La excelente calidad de la versión musical fue inspirada por Xian Zhang, una descomunal directora que al frente de la excelente orquesta de la casa iluminó las melodías y strettas con expresiva vitalidad, brillante variedad cromática y asertivo marcado. Y también hubo una extraordinaria Abigaille. Mary Elizabeth Williams cantó el rol con seguro apoyo y proyección de frases hasta colocar sus agudos con una redondez y color que hacen a esta voz mas merecedora de las Leonoras del Trovatore y Forza que de este rol tan ingrato para la voz de cualquier soprano. Pero es en los recitativos y la intensión de fraseo que Williams descolló como inigualable: sorna, ferocidad y una patética y a la vez risueña fragilidad psicológica transformaron a esta villana en una inédita y original heroína verdiana. ¡Si la vieran, mofándose con aires de gran dama de la modosita Fenena! O pegándole un empujón a Ismaele mientras le espetaba eso de “D’amore conosci tu sol l’armi?” Gracias al trabajo de la Williams el público pudo reír con esta simpatiquísima Abigaille, y también llorar cuando la pobre se dio cuenta que ya no daba mas en medio de esta confrontación entre zelotes judíos y babilónicos.

 

Robyn Lyn Evans , Justina Gringyte, Kevin Short y David Kempster (Nabucco)

 

Con voz algo liviana en densidad pero segura en los squillo de sus agudos y la colocación de las notas extremas del registro bajo cantó Kevin Short su Zaccaria y Robyn Lyn Evans explayó un seguro lirismo como Ismaele.
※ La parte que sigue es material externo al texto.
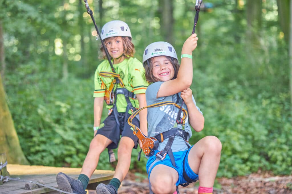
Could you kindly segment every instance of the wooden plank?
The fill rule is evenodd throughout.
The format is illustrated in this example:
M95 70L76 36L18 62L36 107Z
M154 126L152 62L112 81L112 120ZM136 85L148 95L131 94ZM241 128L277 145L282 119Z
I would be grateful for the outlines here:
M6 155L4 153L0 154L0 165L3 165L7 161L6 159ZM9 176L9 172L7 170L7 166L2 167L0 169L0 175L6 177ZM0 185L3 185L3 182L0 181Z
M19 177L22 180L36 182L41 180L46 185L58 188L56 176L60 172L77 179L81 171L81 168L55 167L43 166L29 166L19 164L8 164L7 169L9 170L11 178ZM92 188L97 184L105 182L110 180L113 176L114 171L112 170L95 170L89 179L88 188ZM0 193L5 194L39 194L50 192L54 190L41 187L33 190L24 189L25 183L19 181L10 180L0 186Z

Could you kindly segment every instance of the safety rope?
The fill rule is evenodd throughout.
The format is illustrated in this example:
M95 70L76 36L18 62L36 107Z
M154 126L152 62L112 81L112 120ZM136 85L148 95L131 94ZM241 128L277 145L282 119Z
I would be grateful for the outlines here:
M7 161L6 161L4 164L3 164L2 162L0 162L0 170L6 166L6 165L7 165Z
M48 185L47 185L36 182L34 182L33 181L27 181L25 180L22 180L19 178L11 178L7 176L4 177L2 175L0 175L0 182L3 181L4 182L8 182L8 181L9 180L20 181L20 182L22 182L25 183L31 183L34 184L36 184L38 185L41 186L42 186L44 187L46 187L51 189L53 189L53 190L54 190L57 191L58 191L59 192L60 192L61 193L66 193L66 194L77 194L77 193L70 193L69 192L64 191L62 191L62 190L58 189L50 186L48 186Z
M107 60L109 61L109 63L110 63L110 66L111 68L112 68L112 72L116 73L116 72L114 70L114 66L113 65L112 63L112 61L111 60L111 57L110 55L110 54L109 54L108 51L107 51L107 49L105 45L105 43L103 42L103 41L101 39L101 36L100 35L100 33L99 32L99 31L98 31L98 29L97 28L97 26L96 25L96 23L95 22L95 20L94 19L94 17L93 17L93 12L90 9L90 8L89 8L89 6L88 5L88 3L87 2L87 0L83 0L85 4L85 8L86 8L86 9L87 11L87 13L90 16L90 17L91 17L91 19L92 20L92 22L93 22L93 24L94 25L94 27L95 27L95 29L96 31L96 32L97 33L97 34L98 35L98 37L99 37L99 39L100 39L100 42L101 42L101 45L102 45L102 47L103 48L103 49L105 51L105 55L107 56ZM116 83L119 83L119 80L117 78L115 77L115 79L116 80Z

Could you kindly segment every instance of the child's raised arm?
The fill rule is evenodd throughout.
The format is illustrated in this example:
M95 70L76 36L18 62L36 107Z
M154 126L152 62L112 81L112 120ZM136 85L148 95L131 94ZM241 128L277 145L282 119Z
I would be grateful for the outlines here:
M187 39L182 49L182 55L192 56L192 52L197 47L198 38L197 36L197 34L193 34ZM177 77L165 81L161 84L157 97L175 94L191 86L193 79L193 60L192 58L183 56L182 58Z

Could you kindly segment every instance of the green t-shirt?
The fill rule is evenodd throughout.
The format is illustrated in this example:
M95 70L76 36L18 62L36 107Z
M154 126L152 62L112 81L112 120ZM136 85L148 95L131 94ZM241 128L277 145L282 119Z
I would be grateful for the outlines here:
M143 75L145 70L142 63L135 58L130 57L128 59L125 59L119 63L113 65L116 72L120 76L125 85L124 88L134 93L145 93L148 84L143 78ZM112 72L112 68L108 61L105 60L98 66L94 74L94 91L93 97L103 97L105 92L108 88L114 79L114 77L105 77L100 76L101 72ZM119 84L115 84L118 88L121 88ZM133 106L139 108L139 104L137 99L130 98ZM117 97L117 107L118 112L124 112L126 111L127 104L125 96L122 94L118 94ZM112 105L107 105L107 108L110 109ZM131 113L131 111L129 113Z

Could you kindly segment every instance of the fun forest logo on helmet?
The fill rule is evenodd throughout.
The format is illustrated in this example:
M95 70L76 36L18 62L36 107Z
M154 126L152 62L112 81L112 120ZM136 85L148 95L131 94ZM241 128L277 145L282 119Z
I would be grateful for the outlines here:
M163 50L162 50L162 49L160 48L155 49L154 49L154 51L151 54L151 55L153 55L166 54L166 52L165 51L163 51Z
M117 34L119 33L117 32L116 32L113 30L110 30L109 31L107 32L106 35L109 36L111 35L115 35L116 34Z

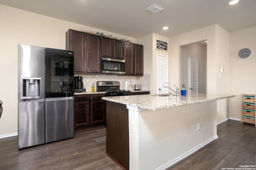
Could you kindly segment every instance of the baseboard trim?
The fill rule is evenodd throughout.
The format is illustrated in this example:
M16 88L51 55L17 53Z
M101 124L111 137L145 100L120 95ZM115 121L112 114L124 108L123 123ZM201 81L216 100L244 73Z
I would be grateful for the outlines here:
M235 118L234 117L230 117L229 119L231 120L236 120L237 121L241 121L241 119Z
M192 149L190 150L189 150L188 152L184 153L183 154L180 155L180 156L172 160L171 160L171 161L163 165L162 166L158 168L157 169L159 170L164 170L170 167L170 166L174 165L178 162L182 160L184 158L188 156L189 155L191 155L191 154L194 153L195 152L199 150L201 148L202 148L206 145L208 144L209 143L210 143L216 139L217 139L218 138L218 135L216 135L214 136L212 138L211 138L208 139L208 140L206 141L205 142L200 144L200 145L198 145L197 147L196 147L195 148L194 148L194 149Z
M0 135L0 139L5 138L9 137L12 137L13 136L18 136L18 133L10 133L9 134L3 135Z

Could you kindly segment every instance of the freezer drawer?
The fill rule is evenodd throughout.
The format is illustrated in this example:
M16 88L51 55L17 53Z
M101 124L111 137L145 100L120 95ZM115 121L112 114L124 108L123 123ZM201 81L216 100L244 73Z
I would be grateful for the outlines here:
M45 143L44 99L18 103L19 149Z
M74 137L74 97L45 99L46 142Z

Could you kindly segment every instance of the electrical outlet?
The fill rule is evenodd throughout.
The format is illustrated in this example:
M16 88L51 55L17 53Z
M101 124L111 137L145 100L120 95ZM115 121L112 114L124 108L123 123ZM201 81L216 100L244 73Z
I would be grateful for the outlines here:
M197 123L197 131L199 131L201 129L201 127L200 127L200 123Z
M131 121L131 131L135 133L136 131L136 130L135 122L133 121Z

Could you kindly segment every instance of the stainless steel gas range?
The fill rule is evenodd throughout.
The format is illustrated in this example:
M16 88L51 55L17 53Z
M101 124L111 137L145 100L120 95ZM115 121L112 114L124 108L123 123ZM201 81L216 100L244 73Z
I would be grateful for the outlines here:
M128 96L131 94L130 91L120 90L119 82L97 82L97 91L106 92L106 96Z

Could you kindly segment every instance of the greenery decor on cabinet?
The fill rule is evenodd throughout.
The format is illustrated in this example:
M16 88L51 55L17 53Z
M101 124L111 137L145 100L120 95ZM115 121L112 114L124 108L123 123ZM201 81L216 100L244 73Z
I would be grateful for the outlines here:
M241 99L241 123L255 125L255 97L256 95L242 94Z
M94 34L94 35L98 35L98 36L101 36L102 37L106 37L107 38L112 38L113 39L117 39L118 40L120 40L120 41L125 41L125 42L131 42L131 41L130 40L127 40L125 39L125 38L121 38L121 39L119 39L119 38L118 38L116 37L114 37L112 36L112 35L104 35L103 33L101 32L100 33L99 32L97 32L96 33L95 33L93 31L82 31L82 32L84 32L86 33L88 33L89 34Z

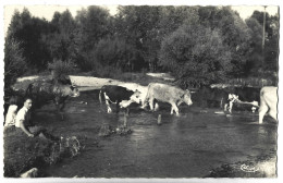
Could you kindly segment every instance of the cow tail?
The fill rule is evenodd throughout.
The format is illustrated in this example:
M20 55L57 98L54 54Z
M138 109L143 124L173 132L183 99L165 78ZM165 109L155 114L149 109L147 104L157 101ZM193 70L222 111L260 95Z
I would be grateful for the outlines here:
M150 86L151 86L151 83L150 83L150 84L148 85L148 87L147 87L147 95L146 95L145 100L144 100L144 103L143 103L144 107L147 105L148 99L149 99L149 89L150 89Z
M99 102L102 103L102 89L99 91Z

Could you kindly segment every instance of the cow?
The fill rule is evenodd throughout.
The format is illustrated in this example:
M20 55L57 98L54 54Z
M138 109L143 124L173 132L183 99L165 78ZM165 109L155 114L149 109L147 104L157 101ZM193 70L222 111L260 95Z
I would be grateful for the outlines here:
M143 103L143 108L145 108L147 102L149 102L150 110L153 111L155 100L169 102L171 105L171 114L173 114L175 111L176 115L179 115L177 106L183 102L188 106L193 105L189 90L183 90L181 88L167 84L150 83L148 85L148 90Z
M99 91L100 103L102 103L102 99L106 100L108 113L112 112L110 103L116 105L116 113L119 113L120 108L127 108L132 102L142 102L140 91L133 91L125 87L115 85L104 85L101 87Z
M230 87L226 88L227 100L224 106L224 111L229 110L232 113L233 103L243 106L251 106L251 111L255 112L259 108L259 93L260 88L253 87Z
M200 107L219 107L223 108L226 101L227 93L224 89L201 86L196 94L192 95L194 103Z
M271 118L278 121L278 87L266 86L260 90L259 106L259 124L262 123L263 117L268 113Z
M34 100L35 105L33 108L38 108L48 101L53 101L57 111L61 114L62 120L64 120L63 108L65 107L66 99L69 97L78 97L79 90L73 85L34 82L28 85L25 96Z

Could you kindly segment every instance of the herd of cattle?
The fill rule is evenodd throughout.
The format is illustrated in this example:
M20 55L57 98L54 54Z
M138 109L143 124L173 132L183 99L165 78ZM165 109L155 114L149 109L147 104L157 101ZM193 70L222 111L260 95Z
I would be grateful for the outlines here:
M198 90L189 91L176 86L150 83L145 88L145 90L140 91L138 89L130 90L123 86L104 85L100 89L99 100L100 102L102 102L102 100L106 102L108 113L112 112L111 103L115 105L115 111L119 112L120 108L127 109L128 111L128 107L133 102L140 105L142 109L149 106L151 111L158 110L159 102L167 102L171 105L171 114L175 112L176 115L179 115L179 106L181 103L184 102L187 106L192 106L194 101L194 103L200 106L217 105L227 112L232 112L233 106L247 106L253 112L258 109L259 123L262 123L266 113L274 120L278 120L278 87L273 86L262 88L201 87ZM146 93L146 95L143 95L143 93ZM63 120L62 111L65 106L65 100L67 97L78 97L79 90L71 84L35 82L28 85L25 90L25 97L26 96L33 98L35 108L52 100Z
M224 111L232 113L234 105L246 106L253 112L259 111L259 123L262 123L263 117L268 113L274 120L278 120L278 87L266 86L262 88L253 87L226 87L211 88L201 87L196 91L183 90L179 87L150 83L147 87L146 97L142 97L138 90L127 90L122 86L106 85L99 93L99 100L103 98L107 105L107 111L111 112L110 103L116 105L116 112L120 108L127 108L132 102L142 105L145 109L148 105L151 111L158 110L158 102L168 102L171 105L171 114L179 115L179 106L186 103L193 105L193 100L205 102L216 102ZM259 106L260 102L260 106Z

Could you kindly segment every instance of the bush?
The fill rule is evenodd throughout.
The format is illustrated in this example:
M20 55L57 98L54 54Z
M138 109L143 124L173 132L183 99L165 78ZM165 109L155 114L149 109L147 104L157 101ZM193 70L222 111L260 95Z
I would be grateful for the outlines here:
M72 61L54 60L48 63L48 69L52 72L54 81L69 81L69 75L74 72L74 63Z
M231 52L218 29L185 24L162 41L161 65L181 87L208 85L227 77Z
La bella voz baritonal y el expresivo fraseo de David Kempster fueron algo malogradas por dificultades para proyectar su voz algo pequeña, pero su Nabucco fue actoralmente excelente en sus alternativas de bravura y desesperación. También hubo dos revelaciones en el caudal y bellísimo color vocales de la Fenena de Justina Gringyte y la formidablemente segura línea de canto de Rosie Hay en las pocas frases de su Anna.

 

Mary Elizabeth Williams

 

Decisivamente contribuyó al éxito de la función una orquesta brillante e incisiva y el magnífico coro de la casa tan representativo de la inigualable tradición coral galesa. Strettas como “Il maledetto non ha fratelli” fueron marcadas y proyectadas con precisión y redonda sonoridad. Y el “Va pensiero” fue un intenso y fluido sostenido del principio al fin, con espontáneas graduaciones entre el mezzo piano y mezzo forte y sin esos efectistas sforzando que tantas veces estereotipan lo que en Cardiff fue una canción lisa, llana y conmovedoramente sentida.